Among epithets progressivists hurl at opponents: right-wing zealots, religious nuts, fanatics, extremists, moral zealots, fear brokers, militants, demagogues, right-wing homophobes, patriots of paranoia.
Targets of cultural conservatives have been tagged as: self-righteous, militant, deceitful, treacherous, masters of deceit, intellectual barbarians, amoral, anti-Christian, advocates of a godless liberal philosophy, the regnant evil of our time.
Each side tries to ”appropriate the intentions of the framers of the Constitution and Bill of Rights,” and each side bombards its followers with direct mail, which ”uses bald-faced, and rather cynical, manipulation of emotions. The object is to make the reader either indignant or scared,” he says.
Among enemies demonized by the direct mail of both sides: Pat Robertson, the pope, Carl Sagan, Oliver North, Jerry Falwell, Ted Kennedy, Ronald Reagan and Norman Lear (described in the book by the now-defunct Moral Majority as
”the number one enemy of the American family”).
The different ways each side defines words such as ”freedom” and
”justice” illustrate the difficulty in reaching agreement.
”Where cultural conservatives tend to define freedom economically (as individual economic initiative) and justice socially (as righteous living),” Hunter writes, ”progressives tend to define freedom socially (as individual rights) and justice economically (as equity).”
The contrasting definitions of art are also instructive.
”For cultural conservatives, art, or at least art worthy of public support, is defined by its capacity to elevate the public mind, bringing it in contact with the ideals of a higher reality of beauty, truth, goodness,”
Hunter says.
”For cultural progressives, art is more a creation of reality itself, a personal statement by artists of their quest to understand and interpret their experience of the world.”
Little wonder that the photographs of Robert Mapplethorpe and ”The Last Temptation of Christ,” the movie adaptation of a novel by Nikos Kantzanzakis, represented blasphemy to cultural conservatives.
During a question-and-answer period at the Indianapolis conference, a man in the audience disagreed with Hunter`s assessment that today`s conflicts are distinctive. ”Our history has been filled with these kinds of divisions,” he said. ”Where`s the empirical evidence that it`s now worse than during the Civil War or even the Vietnam War?”

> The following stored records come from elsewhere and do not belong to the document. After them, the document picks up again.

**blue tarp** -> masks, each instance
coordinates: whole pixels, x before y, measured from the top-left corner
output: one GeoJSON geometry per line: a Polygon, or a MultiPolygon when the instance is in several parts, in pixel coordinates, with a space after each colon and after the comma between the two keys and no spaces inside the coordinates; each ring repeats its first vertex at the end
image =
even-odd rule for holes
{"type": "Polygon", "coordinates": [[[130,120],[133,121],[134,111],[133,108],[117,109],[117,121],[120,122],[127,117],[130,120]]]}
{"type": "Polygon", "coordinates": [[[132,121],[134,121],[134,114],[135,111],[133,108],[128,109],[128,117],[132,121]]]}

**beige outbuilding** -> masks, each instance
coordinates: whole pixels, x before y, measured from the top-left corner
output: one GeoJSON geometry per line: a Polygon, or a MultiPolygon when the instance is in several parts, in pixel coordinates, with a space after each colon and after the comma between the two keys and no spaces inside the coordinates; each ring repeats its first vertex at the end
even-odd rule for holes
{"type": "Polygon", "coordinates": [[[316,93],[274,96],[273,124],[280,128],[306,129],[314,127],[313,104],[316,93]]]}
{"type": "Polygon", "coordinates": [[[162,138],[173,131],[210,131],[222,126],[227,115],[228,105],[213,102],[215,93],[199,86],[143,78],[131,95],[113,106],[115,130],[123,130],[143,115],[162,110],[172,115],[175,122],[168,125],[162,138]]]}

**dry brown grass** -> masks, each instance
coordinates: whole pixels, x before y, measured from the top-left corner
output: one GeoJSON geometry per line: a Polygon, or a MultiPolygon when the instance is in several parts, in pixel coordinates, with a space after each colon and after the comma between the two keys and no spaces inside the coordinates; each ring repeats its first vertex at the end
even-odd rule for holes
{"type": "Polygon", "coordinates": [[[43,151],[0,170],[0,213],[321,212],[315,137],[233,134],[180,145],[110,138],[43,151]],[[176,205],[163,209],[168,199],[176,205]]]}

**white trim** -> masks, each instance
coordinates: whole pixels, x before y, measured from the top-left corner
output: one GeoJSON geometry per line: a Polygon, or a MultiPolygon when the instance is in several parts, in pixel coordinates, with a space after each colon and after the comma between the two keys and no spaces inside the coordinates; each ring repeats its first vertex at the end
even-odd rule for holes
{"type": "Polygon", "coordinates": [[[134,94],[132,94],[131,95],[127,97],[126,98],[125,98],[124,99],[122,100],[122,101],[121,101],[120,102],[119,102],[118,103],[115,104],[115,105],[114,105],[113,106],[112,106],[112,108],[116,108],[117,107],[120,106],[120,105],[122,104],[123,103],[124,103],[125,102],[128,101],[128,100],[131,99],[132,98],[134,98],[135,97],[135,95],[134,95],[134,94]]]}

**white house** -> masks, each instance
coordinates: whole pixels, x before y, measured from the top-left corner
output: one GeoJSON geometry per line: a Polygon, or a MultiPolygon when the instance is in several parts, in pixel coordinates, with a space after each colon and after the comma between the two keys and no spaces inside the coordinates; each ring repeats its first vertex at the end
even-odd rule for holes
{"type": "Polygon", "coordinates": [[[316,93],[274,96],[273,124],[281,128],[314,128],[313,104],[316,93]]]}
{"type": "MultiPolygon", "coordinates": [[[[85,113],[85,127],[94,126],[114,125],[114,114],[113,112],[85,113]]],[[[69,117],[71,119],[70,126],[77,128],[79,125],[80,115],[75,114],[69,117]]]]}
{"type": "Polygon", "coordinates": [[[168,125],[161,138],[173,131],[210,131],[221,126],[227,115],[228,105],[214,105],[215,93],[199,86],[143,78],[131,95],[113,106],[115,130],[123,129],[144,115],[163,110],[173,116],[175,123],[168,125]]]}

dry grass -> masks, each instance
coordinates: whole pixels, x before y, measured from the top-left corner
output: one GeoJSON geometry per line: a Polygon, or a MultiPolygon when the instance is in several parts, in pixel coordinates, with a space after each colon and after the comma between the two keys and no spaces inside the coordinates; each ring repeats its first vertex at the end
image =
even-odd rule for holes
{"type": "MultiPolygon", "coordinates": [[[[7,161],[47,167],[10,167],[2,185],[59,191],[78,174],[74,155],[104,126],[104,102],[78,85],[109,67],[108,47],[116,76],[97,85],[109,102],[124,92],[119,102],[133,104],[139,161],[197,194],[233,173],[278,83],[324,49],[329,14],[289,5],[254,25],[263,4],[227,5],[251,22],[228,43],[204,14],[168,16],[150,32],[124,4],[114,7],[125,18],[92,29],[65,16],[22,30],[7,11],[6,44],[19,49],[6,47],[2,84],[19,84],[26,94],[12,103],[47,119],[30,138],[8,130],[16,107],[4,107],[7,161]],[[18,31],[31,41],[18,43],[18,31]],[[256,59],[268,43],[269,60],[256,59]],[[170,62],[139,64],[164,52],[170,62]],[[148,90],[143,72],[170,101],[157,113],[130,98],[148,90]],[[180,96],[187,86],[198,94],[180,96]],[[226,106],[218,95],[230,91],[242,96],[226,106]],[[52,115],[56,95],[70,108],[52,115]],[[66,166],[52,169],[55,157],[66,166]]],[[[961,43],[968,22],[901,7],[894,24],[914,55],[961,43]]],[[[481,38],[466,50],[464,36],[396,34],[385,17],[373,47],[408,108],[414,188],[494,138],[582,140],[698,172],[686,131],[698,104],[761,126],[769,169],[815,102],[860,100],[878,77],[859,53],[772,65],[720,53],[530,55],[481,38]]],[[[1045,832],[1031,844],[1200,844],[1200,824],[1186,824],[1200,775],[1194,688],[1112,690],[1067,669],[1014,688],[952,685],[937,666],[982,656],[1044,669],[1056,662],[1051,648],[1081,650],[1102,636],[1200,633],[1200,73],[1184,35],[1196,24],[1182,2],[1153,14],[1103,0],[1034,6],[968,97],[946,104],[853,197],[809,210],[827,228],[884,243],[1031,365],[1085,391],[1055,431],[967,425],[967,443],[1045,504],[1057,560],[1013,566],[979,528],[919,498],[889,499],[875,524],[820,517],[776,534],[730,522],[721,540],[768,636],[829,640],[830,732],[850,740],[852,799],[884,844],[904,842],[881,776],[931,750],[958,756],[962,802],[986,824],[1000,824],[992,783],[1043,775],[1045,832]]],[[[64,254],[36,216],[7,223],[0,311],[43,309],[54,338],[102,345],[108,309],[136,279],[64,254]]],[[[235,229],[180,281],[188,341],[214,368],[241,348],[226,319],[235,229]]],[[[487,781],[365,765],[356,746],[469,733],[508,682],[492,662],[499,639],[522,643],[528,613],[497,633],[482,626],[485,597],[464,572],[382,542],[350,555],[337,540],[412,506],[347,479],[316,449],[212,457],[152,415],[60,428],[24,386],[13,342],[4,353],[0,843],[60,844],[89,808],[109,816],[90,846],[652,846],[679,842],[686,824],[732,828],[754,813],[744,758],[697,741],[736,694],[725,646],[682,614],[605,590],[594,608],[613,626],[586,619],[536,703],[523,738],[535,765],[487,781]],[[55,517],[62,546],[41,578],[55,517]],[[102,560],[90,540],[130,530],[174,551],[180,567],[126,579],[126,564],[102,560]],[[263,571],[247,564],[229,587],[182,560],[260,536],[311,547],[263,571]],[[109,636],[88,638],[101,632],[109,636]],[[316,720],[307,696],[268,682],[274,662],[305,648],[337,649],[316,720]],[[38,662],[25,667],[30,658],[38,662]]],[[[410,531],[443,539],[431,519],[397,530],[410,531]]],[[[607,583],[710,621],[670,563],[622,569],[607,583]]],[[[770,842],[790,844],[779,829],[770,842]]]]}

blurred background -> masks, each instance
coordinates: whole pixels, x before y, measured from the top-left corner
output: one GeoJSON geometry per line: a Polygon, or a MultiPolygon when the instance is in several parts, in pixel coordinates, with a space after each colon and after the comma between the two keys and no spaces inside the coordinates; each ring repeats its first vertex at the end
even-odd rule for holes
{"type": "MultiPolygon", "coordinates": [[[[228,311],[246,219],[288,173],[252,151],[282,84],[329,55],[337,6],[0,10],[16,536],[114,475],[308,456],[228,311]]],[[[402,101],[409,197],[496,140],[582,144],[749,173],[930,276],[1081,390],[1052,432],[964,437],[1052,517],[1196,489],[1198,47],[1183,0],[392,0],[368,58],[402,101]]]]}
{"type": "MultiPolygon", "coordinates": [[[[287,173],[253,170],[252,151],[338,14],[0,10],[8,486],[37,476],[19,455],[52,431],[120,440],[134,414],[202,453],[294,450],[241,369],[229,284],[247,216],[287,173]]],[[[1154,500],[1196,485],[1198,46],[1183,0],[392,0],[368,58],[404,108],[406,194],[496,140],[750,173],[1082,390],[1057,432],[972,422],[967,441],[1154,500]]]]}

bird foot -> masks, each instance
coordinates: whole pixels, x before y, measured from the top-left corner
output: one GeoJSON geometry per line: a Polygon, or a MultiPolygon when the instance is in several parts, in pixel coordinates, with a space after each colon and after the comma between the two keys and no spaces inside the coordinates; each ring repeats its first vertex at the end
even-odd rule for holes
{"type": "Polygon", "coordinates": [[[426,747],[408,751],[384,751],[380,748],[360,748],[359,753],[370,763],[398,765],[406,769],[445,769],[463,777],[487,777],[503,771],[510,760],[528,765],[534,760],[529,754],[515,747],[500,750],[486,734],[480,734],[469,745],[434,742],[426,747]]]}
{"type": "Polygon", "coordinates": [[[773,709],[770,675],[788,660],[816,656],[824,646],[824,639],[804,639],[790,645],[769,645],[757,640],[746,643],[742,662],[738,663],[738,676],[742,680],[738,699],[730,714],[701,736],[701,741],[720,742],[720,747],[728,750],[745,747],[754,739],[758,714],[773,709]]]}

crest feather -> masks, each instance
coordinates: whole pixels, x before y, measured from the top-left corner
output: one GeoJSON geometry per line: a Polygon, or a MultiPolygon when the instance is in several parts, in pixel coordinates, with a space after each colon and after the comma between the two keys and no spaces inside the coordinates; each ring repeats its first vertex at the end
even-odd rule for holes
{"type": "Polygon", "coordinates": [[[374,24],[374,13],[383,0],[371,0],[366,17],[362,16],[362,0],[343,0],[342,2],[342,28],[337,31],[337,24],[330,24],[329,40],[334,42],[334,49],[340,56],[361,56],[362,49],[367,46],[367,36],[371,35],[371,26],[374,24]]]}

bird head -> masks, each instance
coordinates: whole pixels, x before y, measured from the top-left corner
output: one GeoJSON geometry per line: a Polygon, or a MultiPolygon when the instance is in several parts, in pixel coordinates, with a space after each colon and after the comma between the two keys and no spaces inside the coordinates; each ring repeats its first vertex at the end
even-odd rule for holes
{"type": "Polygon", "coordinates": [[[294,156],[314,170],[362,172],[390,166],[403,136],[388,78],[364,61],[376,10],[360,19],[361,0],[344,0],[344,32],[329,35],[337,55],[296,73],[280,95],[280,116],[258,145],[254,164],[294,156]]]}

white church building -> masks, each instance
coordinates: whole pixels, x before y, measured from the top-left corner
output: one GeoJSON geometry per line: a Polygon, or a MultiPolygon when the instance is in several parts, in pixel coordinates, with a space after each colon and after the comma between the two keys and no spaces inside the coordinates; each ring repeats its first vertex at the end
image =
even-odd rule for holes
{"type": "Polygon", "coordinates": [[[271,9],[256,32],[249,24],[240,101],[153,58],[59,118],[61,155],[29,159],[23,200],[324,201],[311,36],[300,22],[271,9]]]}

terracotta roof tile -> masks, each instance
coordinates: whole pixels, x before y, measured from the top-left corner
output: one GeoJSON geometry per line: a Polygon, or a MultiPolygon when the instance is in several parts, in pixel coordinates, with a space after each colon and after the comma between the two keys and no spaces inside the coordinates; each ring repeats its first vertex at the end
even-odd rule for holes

Hunter replied: ”I`m not saying it`s worse or better. It`s true we`ve argued and fought and even killed each other over many different things. I`m simply trying to make sense of empirical data that I don`t think you can make sense of in any other way.”
Martin Riesenbrodt, associate professor of sociology and divinity at the University of Chicago, doubts that cultural issues are significant in this election. ”I agree that these issues were at the heart of the conflict of the `80s, but I think economic problems have taken over.
”Maybe cultural issues aren`t as dramatic as he presents them, but I think he is correct in his presentation of his concepts, although I find `war` to be a harsh word for what seems a normal conflict of disagreement in a democracy.”
Hunter is not brimming with hope over how to bridge the cultural chasm.
”If the culture war is about who we are and what kind of community we choose to live in, then the only democratic way to get beyond it is through the messy, complicated, intractable, long, tedious process of arguing with each other in a serious and substantive way about these kinds of issues.”
The forum for such argument must be provided by ”the civil institutions of society that mediate between the state and the individual”-the media, religious institutions, philanthropic groups.
”Part of the problem, however, is that many of these institutions have chosen sides within the conflict and in effect are acting like special-interest groups themselves.
”The book asks how a democracy faces up to the challenge of a culture war. I`m not sure we can,” Hunter says. ”I`m very pessimistic at this moment.”